Lancaster and Syria musicians to perform online fundraising concert to help refugees and asylum seekers
Musicians from Lancaster and Syria will perform a Zoom concert to raise money for a centre for refugees and asylum seekers in Lancaster.
The concert takes place on Saturday January 2 and has been organised by Halton Mill and Global Link.
Four Lancaster musicians will be joined by Birmingham-based Syrian musician, special guest, Raghad Haddad.
The Syrian classical and traditional viola player will play alongside Lancaster duo Sian Phillips (accordion and kaval) and Paul Sherwood (clarinet, bagpipes and hurdy-gurdy), violinist and pianist Jane Lawrence, and multi-instrumentalist Ben Farmer (accordion, melodeon and ukulele).
The Lancaster musicians first met Raghad at a Zoom concert planning meeting hosted by Fiona Frank from Halton Mill.
They found lots of musical links, and as well as playing individually they decided to work on a couple of musical collaborations. It’s difficult to do this when people are in different places, but thanks to Ben Farmer’s sound engineering skills and the miracle of Zoom, we’ll be able to hear the results during the concert!
The organisers aim to raise money to support the purchase and upkeep of the much-needed, new Global Link Refugee Centre in Lancaster for refugees and asylum seekers, helping to give an important part of our community a new beginning in 2021.
This event also supports live music and some of the musicians who make up Lancaster's flourishing music scene. Half the cost of the tickets will go to the musicians, and half the ticket income and the full amount of additional donations will go to Global Link.
Lancaster duo Sian Phillips and Paul Sherwood will take us on a musical journey from the north of England to France, northern Spain and the Balkans; Jane Lawrence will play Klezmer music from her Ashkenazi Jewish heritage, along with some of her favourite French, Swedish and English tunes; and Ben Farmer will be playing some of his own compositions based on his family heritage, which takes him from the north west of England around Scotland, Ireland and Wales, and even to colonial South Africa.
Raghad Haddad (viola) will play Syrian classical and traditional music. Raghad studied viola at the Higher Institute of Music in Damascus. She has played with the Syrian National Symphony Orchestra, the Orchestra of Syrian Musicians, and the Symphonic Orchestra of the Opera House in Damascus.

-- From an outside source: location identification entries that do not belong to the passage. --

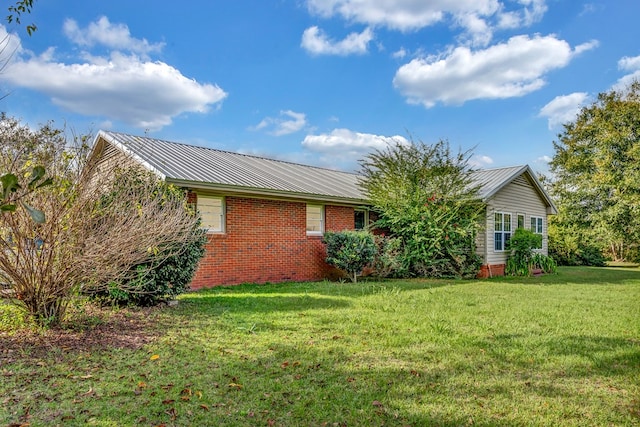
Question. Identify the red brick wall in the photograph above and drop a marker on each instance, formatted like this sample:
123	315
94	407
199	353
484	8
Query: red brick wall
266	241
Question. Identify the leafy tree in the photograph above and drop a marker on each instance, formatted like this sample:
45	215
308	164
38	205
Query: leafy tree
350	251
164	275
18	9
424	196
522	257
597	178
13	192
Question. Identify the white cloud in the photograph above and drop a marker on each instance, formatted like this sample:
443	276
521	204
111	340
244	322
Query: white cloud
348	142
404	15
629	63
288	122
586	46
114	36
505	70
563	109
119	86
478	18
531	12
343	148
399	54
315	41
632	65
480	161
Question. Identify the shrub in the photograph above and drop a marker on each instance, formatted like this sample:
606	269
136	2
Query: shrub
156	281
388	259
350	251
425	196
521	247
165	275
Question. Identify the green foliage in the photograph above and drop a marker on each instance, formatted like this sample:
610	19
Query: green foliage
350	251
165	275
572	248
13	192
424	196
155	282
522	257
388	259
16	11
560	350
596	179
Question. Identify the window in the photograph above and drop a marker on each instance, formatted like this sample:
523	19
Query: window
361	219
536	227
315	219
212	212
502	231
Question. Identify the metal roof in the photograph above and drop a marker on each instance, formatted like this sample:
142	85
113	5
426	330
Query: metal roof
210	168
202	167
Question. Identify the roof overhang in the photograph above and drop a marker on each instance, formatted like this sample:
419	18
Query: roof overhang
235	190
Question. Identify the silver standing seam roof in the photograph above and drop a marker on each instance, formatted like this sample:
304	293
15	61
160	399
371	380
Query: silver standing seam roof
208	168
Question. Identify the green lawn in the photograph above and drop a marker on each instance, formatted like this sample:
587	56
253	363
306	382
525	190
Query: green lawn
552	350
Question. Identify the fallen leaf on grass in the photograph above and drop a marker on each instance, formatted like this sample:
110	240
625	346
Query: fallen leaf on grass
172	413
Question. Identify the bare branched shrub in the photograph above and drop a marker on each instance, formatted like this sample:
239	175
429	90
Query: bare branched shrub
99	221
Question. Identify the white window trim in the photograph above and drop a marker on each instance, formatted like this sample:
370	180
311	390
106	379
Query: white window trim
503	232
366	218
223	213
322	220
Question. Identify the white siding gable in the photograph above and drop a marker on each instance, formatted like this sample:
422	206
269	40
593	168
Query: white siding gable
519	197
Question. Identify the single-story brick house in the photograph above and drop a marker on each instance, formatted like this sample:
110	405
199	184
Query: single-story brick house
265	218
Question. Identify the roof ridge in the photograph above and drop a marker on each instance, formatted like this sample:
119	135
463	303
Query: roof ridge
501	167
253	156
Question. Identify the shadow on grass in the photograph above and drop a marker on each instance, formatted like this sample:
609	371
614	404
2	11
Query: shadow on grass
579	275
259	303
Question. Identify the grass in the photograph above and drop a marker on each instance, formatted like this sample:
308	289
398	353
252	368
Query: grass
553	350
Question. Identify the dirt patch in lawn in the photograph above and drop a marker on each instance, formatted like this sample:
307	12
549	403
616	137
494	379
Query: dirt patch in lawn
93	329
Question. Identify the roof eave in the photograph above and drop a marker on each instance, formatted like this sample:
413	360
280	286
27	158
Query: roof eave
122	147
551	207
265	192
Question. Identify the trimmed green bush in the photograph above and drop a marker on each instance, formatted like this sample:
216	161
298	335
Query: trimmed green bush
157	282
350	251
522	259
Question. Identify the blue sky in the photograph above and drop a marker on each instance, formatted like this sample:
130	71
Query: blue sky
323	82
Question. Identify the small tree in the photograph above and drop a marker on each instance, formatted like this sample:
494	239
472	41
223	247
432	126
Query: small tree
425	197
166	274
596	181
85	243
350	251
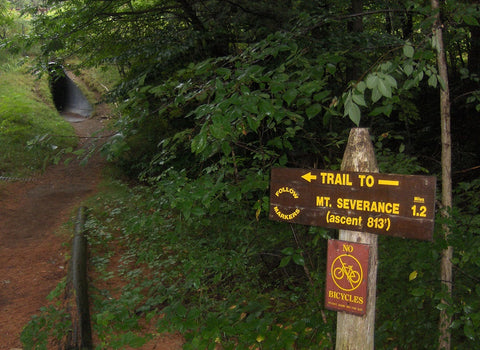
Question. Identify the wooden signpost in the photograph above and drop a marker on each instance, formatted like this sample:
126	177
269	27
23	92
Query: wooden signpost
361	203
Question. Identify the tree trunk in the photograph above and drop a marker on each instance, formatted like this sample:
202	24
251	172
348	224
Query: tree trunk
446	264
357	332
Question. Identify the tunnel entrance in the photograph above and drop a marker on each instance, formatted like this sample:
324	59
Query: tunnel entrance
67	97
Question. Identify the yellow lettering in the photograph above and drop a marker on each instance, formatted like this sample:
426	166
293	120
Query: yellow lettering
323	201
329	179
364	205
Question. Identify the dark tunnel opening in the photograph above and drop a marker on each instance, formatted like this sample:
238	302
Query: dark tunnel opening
67	97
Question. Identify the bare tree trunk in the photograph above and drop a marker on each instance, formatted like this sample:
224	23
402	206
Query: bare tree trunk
446	264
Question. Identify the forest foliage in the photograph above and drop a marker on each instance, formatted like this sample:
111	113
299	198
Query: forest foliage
215	93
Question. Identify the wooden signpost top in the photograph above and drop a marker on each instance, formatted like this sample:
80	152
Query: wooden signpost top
396	205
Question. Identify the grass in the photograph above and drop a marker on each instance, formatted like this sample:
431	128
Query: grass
31	130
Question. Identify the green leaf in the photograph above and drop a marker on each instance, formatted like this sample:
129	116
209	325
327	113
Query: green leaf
290	96
418	292
298	259
313	110
376	95
408	50
408	69
284	262
470	20
372	81
441	307
199	142
432	81
353	111
359	99
469	331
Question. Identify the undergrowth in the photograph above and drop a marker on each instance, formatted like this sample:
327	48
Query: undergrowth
215	278
176	259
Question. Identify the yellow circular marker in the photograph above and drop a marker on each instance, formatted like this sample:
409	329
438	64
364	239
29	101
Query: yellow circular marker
347	273
290	192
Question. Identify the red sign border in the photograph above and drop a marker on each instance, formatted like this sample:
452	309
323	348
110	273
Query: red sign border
336	299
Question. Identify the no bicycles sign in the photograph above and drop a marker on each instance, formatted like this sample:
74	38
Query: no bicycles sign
347	271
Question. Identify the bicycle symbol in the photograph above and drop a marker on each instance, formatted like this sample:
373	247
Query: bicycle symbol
347	274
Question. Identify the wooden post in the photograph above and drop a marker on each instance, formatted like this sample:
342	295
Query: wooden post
357	332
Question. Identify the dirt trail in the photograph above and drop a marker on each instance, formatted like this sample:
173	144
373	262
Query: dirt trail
32	253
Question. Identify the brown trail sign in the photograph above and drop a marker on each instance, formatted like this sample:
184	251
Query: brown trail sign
361	203
395	205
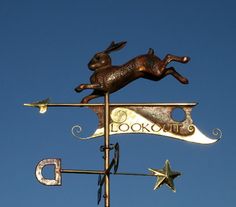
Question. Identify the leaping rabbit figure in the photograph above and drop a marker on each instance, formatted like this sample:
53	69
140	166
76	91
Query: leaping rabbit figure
108	78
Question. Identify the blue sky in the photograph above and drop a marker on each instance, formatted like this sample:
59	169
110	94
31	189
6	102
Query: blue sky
44	50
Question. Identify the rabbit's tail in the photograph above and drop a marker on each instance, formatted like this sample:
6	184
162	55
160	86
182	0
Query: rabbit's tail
150	51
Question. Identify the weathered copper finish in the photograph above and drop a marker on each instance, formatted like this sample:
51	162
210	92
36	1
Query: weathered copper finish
144	118
108	78
165	176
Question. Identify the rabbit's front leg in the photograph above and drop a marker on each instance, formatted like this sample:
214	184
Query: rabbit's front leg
87	86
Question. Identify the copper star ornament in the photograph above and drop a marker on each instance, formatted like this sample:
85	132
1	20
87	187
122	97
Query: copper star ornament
165	176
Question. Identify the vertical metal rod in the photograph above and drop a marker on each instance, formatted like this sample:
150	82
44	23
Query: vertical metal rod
107	152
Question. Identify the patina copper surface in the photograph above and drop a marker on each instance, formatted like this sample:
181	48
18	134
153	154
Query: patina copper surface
108	78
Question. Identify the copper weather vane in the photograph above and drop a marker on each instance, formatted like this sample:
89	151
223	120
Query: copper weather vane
148	118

One of the highlights of her career was being part of the West-Eastern Divan Orchestra conducted by Daniel Barenboim. She has now built a life for herself in the UK; based in Birmingham, she works as a performer, teacher and translator.
Playing with the London Syrian Ensemble, a group of Syrian professional musicians, performing traditional and classical oriental music, connects her to her homeland. As well as playing her beautiful music, Raghad will tell us a little about the journey she has taken to make a new life here in the UK.

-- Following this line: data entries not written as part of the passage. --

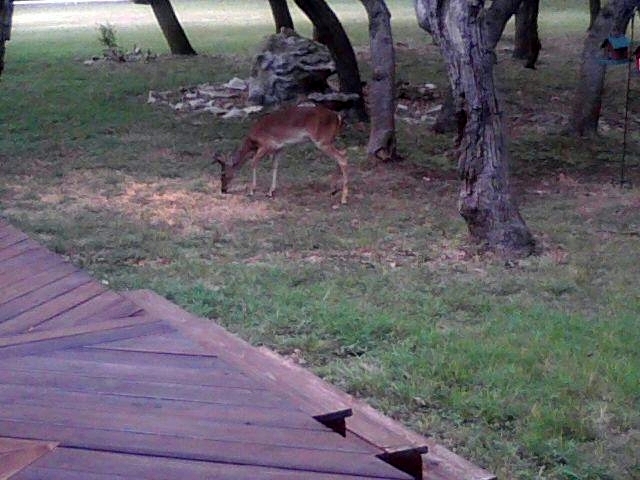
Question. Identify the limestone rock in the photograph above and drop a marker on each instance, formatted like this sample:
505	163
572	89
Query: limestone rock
287	66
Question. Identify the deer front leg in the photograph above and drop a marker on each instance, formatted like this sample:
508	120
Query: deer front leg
260	154
274	175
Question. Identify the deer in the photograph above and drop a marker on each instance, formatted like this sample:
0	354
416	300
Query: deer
274	131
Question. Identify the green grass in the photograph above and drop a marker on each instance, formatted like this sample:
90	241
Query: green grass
528	369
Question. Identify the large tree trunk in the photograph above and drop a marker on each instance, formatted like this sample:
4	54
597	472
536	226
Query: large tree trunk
485	201
281	14
6	14
612	18
382	89
527	44
494	21
594	10
171	28
329	31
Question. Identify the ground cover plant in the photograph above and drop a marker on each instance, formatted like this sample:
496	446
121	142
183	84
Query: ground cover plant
527	368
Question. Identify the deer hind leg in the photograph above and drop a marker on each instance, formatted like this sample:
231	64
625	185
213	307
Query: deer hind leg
339	156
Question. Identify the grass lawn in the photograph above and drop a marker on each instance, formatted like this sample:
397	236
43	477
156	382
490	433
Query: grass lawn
530	369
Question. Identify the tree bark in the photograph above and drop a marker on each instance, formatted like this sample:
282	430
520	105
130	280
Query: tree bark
527	44
493	24
281	14
6	15
171	28
331	33
587	105
485	201
382	89
594	10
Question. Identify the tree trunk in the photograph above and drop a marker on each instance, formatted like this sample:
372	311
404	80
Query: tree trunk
485	201
587	103
330	33
594	10
171	28
527	44
382	89
494	21
6	14
281	14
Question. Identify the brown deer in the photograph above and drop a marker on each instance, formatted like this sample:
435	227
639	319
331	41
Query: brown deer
289	126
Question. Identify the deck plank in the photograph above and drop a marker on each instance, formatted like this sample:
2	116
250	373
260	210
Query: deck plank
278	415
105	305
42	295
202	449
34	282
30	318
71	464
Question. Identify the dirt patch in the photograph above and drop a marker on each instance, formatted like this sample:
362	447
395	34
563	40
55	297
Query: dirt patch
165	202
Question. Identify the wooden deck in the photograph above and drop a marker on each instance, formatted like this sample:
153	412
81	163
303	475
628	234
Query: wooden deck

Raghad will also be running a workshop, an Introduction to Arabic Music before the show.
Standard tickets are £10, supporters' tickets £25, reduced price tickets £2.50 for low waged and students, and there are free places for refugees and asylum seekers and others with limited resources. There's also a chance to donate an additional amount towards the purchase and upkeep of the new Refugee Centre.
To book tickets and donate, go online hereRaghad Haddad will also be running a music workshop on the day of the concert - an Introduction to Arabic Music, for musicians of all instruments and all standards, and open to all - bring your instrument and play along, or just go and listen.
Like the concert this workshop will be free for refugees and asylum seekers, and costs £10 (standard ticket), £2.50 (concessions). You can book and pay for the workshop at the same time as booking your concert ticket.